How Did Kabul Become Our Dunkirk?

Mike Weisser
3 min readAug 24, 2021
Tony Grist — Photographer’s own files

Is it just coincidence that the same week we are bringing thousands of our Afghan ‘allies’ out of Kabul, that a full-length movie, Dunkirk, is playing on Showtime? And to make the coincidence even more complete, yesterday CNN had a story about how airplanes owned by American Airlines and Delta were seen landing at our Ramstein airbase in Germany disgorging more Afghan ‘allies’ who are already being transported to the United States.

The Battle of Dunkirk may have been the greatest military defeat for the British in any war they ever fought which turned out to be a victory. At least that’s the way it’s being portrayed in the new movie and that’s the way it’s always been described. Now how the complete rout of the entire British Army, which left more than 800 field guns, 700 tanks, 20,000 armored vehicles and 11,000 machine guns on the battlefield, can be considered anything other than a complete and total military collapse, is beyond me.

In fact, there wouldn’t have been any British troops to bring back home in their little fishing boats if the German Army had not decided to change course after their unanticipated attack through the Ardennes and shift some of their armored columns back towards Paris rather than continuing down the coast to bottle up the entire Allied force.

And by the way, the Brits and the French had been fighting the German Army since the beginning of May 1940, and the Battle of Dunkirk began at the end of the month. Know how much they knew about where and when the Wehrmacht was going to attack their front lines? About as much as we knew about where and when the Taliban were going to attack Kabul.

But now it’s not just the Taliban. The latest reports are that ‘elements’ of both ISIS and Al Qaeda are also getting involved in military actions against our ‘ally’ and our troops.

I love how the Pentagon uses the word ‘element’ and how the media repeats it without question, as if the word has any real strategic or tactical meaning at all. When I was a kid, the word ‘element’ meant that some good-for-nothings (read: Blacks) were moving into ‘our’ neighborhood. At least back then we all knew how the word ‘element’ was supposed to be used.
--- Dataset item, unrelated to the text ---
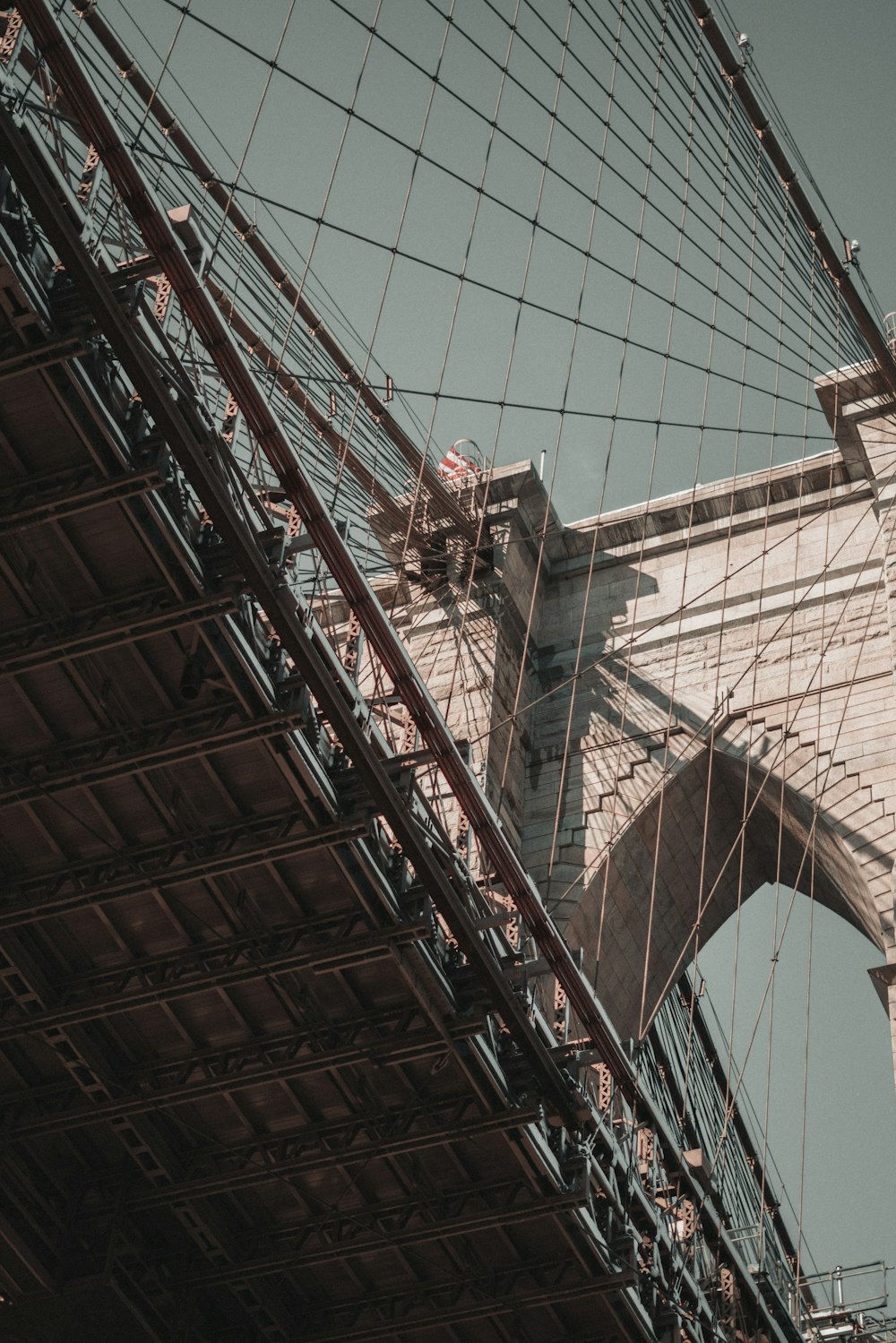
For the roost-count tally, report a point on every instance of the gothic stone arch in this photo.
(735, 640)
And let’s not overlook the fact that in our attempt to take a complete mess and turn it into some kind of heroic event, we have also completely obliterated the way that the word ‘ally’ has always been used.

Yesterday there was an interview on the NBC Nightly News with some poor, beleaguered Afghan guy standing in the airport surrounded by his four kids and his wife who was, of course, wrapping her arms around Kid Number 5. And the man, who was described as an ‘ally,’ was complaining about how it took him four years to get the documentation he needed in order to leave Kabul and go to God knows where.
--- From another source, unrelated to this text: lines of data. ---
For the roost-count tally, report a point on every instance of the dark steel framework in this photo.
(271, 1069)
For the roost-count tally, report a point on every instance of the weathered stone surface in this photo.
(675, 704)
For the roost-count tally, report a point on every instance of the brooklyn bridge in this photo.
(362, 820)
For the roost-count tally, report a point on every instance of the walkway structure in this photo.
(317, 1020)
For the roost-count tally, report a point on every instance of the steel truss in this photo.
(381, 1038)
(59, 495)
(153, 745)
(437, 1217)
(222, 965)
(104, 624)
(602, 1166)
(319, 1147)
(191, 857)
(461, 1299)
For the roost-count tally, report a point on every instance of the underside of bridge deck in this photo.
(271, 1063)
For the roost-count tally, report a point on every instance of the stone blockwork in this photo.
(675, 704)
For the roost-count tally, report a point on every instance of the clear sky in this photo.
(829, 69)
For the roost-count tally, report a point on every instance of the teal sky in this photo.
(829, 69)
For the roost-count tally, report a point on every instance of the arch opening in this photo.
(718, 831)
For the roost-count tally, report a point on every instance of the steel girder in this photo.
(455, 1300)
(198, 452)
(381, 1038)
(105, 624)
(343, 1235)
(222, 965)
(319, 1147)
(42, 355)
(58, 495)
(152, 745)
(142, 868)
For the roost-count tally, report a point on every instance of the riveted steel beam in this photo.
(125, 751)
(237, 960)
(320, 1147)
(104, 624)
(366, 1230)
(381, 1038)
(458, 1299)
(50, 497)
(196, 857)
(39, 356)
That’s an ‘ally?’ I always thought an ‘ally’ was someone who picked up a gun and fought alongside your troops in some kind of joint military exercise. Now the term appears to be used for some guy who maybe had a shop selling high-heeled, women’s shoes which will no longer be allowed in a country that will operate under Sharia law.

You see, our legal system allows women to wear any kind of shoe style they want to wear. Which is why we have ‘freedom’ and the poor bastards who will remain in Afghanistan after we and our ‘allies’ pull out aren’t free. Get it? We’re good — they’re bad.

I have now watched the movie Dunkirk two times. And I am increasingly convinced that when the Pentagon planners sit down with the State Department planners and the National Intelligence Planners and all the other goddamn planners, they come up with a plan to turn our defeat in Afghanistan into a heroic military win by watching the same movie at least once that I watched twice.

So, will Kabul become another Dunkirk, or will it end the way things ended at the Little Big Horn?

If you stand in front of the monument that marks the spot where Custer and his troops were killed, you can see a bright, new casino right down the road.